On serait peut-être tenté de croire que Cléophon représentait alors le parti de l’honneur et de la fierté nationale, en face de Théramène et des autres partisans de l’oligarchie, qui voulaient livrer la ville aux ennemis et renverser avec leur concours le gouvernement démocratique. Si l’on examine l’ensemble du discours contre Agoratos, je ne crois pas que le texte se prête à cette interprétation. Lysias, en effet, semble établir une distinction entre Cléophon et les chefs raisonnables de la démocratie. Si je comprends bien la suite de sa narration, il y aurait eu trois partis en présence dans la ville assiégée : d’un côté, les aristocrates, avec Théramène à leur tète, qui, jugeant le moment convenable pour instituer le régime de leur choix,, se faisaient les complices et les agents de Lysandre[20] ; d’un autre, Strombichidés, Dionysodore et les amis modérés du gouvernement démocratique, qui comprenaient les nécessités de la situation, qui ne se révoltaient pas contre elles, mais qui, tout en se résignant à la paix, auraient voulu obtenir les conditions les moins défavorables[21] ; enfin Cléophon, qui entraînait à sa suite les esprits exagérés, incapables, comme lui, de se plier aux circonstances et de prendre les résolutions qu’imposait la détresse de la ville. Il était encore, après Ægos-Potamos, ce qu’il avait été après la bataille de Cyzique. On connaît le mot de Tite-Live (XXII, 39) : stultorum eventus magister est ; il me parait condamner durement, mais en toute justice, l’aveuglement du démagogue, qui n’a même pas su avoir cette sagesse que les leçons de l’expérience donnent aux moins clairvoyants.

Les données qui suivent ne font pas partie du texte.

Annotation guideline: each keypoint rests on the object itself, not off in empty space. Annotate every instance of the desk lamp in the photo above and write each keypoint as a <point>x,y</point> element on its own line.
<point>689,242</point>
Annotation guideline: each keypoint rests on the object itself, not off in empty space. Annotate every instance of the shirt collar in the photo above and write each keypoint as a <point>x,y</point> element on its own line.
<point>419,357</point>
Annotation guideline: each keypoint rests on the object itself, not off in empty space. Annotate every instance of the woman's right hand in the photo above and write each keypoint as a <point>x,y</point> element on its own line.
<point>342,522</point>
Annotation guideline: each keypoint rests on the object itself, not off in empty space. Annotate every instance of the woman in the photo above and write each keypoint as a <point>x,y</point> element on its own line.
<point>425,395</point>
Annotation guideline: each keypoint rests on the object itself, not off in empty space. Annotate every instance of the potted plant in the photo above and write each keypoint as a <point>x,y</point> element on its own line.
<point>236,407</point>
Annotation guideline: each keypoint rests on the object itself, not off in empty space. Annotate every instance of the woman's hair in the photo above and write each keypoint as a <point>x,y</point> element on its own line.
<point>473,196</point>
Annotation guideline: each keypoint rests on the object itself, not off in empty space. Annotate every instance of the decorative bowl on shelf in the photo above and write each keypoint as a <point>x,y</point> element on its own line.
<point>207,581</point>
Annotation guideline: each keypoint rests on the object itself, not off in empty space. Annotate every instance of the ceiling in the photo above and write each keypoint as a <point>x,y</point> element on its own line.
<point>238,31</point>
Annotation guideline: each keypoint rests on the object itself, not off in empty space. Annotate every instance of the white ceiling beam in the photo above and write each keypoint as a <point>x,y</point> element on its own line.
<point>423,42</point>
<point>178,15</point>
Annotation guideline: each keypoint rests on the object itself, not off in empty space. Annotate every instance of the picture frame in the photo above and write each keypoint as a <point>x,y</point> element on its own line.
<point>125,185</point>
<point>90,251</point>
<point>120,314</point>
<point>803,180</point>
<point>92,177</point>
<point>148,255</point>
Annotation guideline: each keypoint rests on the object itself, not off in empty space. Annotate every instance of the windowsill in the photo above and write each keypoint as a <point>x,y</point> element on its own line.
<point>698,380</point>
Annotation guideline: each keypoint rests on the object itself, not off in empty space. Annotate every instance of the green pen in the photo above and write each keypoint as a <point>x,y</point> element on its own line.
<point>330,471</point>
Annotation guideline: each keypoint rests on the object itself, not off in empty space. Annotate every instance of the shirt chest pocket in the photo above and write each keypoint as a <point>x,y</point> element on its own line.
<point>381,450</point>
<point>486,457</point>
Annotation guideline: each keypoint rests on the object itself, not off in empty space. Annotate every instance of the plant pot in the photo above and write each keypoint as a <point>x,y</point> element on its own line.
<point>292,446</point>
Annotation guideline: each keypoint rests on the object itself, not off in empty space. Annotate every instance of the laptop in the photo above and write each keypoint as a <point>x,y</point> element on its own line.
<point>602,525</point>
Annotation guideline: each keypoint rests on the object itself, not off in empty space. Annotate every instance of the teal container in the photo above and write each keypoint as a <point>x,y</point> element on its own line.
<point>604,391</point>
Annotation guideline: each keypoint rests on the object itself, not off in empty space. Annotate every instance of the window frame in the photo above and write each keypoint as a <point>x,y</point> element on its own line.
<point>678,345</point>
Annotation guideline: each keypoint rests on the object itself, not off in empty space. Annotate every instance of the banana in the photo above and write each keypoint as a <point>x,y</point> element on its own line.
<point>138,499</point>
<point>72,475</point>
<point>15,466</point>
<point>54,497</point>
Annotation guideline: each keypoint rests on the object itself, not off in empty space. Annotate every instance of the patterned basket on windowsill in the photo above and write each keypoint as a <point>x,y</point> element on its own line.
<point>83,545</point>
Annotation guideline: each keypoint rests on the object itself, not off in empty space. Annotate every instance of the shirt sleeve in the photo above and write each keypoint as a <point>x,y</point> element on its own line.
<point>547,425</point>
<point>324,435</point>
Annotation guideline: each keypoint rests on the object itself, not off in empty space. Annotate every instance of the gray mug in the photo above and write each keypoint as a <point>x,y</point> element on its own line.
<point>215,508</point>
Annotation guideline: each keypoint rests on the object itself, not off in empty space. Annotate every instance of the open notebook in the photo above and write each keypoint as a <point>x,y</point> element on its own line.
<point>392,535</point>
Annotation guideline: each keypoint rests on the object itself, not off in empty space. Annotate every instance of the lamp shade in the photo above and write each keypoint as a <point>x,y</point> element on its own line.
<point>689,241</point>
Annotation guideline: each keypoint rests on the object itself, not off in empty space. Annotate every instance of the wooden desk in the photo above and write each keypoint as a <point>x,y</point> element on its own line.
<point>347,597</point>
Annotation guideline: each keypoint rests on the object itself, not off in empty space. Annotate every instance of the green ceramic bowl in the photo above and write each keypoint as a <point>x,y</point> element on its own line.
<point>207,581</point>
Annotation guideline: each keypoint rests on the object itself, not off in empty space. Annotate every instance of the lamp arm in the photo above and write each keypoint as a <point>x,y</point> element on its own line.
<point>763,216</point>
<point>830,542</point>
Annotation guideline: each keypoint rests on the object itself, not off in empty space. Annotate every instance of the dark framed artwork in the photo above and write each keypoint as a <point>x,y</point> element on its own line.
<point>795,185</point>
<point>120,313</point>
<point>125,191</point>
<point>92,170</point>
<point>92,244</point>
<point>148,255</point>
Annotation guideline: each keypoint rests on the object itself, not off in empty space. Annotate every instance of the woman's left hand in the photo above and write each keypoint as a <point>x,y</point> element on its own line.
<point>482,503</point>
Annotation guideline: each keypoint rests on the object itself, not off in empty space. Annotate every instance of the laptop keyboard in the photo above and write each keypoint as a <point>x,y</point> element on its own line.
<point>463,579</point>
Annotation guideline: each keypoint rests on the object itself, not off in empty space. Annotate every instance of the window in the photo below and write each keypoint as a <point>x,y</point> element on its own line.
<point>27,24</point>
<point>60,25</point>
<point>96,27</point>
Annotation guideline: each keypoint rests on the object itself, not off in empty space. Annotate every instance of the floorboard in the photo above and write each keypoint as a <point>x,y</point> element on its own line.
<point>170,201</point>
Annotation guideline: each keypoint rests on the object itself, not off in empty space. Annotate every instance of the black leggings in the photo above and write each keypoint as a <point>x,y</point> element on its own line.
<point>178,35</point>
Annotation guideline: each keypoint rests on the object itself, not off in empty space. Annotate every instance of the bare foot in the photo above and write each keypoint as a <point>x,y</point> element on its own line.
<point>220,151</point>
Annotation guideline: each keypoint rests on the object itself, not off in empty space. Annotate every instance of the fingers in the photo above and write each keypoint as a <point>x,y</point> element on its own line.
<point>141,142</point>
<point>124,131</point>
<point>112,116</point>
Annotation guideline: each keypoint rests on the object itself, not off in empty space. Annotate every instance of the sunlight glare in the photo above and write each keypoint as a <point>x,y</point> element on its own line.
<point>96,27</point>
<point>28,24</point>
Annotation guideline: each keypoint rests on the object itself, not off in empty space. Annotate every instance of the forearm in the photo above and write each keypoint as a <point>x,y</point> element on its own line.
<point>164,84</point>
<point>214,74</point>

Ce qui est plus grave, c’est que, dans ce moment suprême, Cléophon semble avoir conservé une influence prépondérante dans les assemblées athéniennes. Xénophon, complétant le récit de Lysias, nous dit qu’on mit en prison un sénateur, Archestratos, qui avait conseillé d’accepter les exigences des Lacédémoniens ; on rendit même un décret qui interdisait de faire à l’avenir aucune motion de ce genre[22]. Ainsi, il se trouvait encore une majorité pour s’associer aux témérités de Cléophon. C’est qu’il était pénible aux Athéniens de s’avouer à eux-mêmes l’impuissance à laquelle ils étaient réduits. Un peuple, habitué à vaincre et à commander, n’accepte pas facilement son abaissement. Les orateurs avaient flatté trop longtemps la foule, ils lui avaient trop souvent répété qu’elle devait mépriser tous ses ennemis ; elle ne pouvait renoncer en un instant à cette haute opinion qu’elle avait d’elle-même. De plus, la confusion était portée à son comble par le décret de Patroclide, qui effaçait les condamnations antérieures et rétablissait dans leurs droits politiques les citoyens qui en avaient été privés[23]. Il avait été dicté par un sentiment généreux ; on voulait faire disparaître les traces des anciennes discordes et intéresser tout le monde à la défense de la ville. Mais n’était-il pas dangereux de ramener dans les assemblées des hommes qui n’y entraient plus depuis longtemps ? Ne risquait-on pas de rendre les délibérations plus difficiles et plus tumultueuses ? Sans condamner entièrement une mesure qui peut avoir eu quelques bons effets, il est permis de penser qu’elle est encore venue accroître le désordre. Ce sont d’ordinaire les assemblées les plus nombreuses qui se portent le plus volontiers aux partis extrêmes ; en grossissant le nombre des citoyens actifs, le décret de Patroclide aidait au triomphe de la politique d’aventures, soutenue par Cléophon.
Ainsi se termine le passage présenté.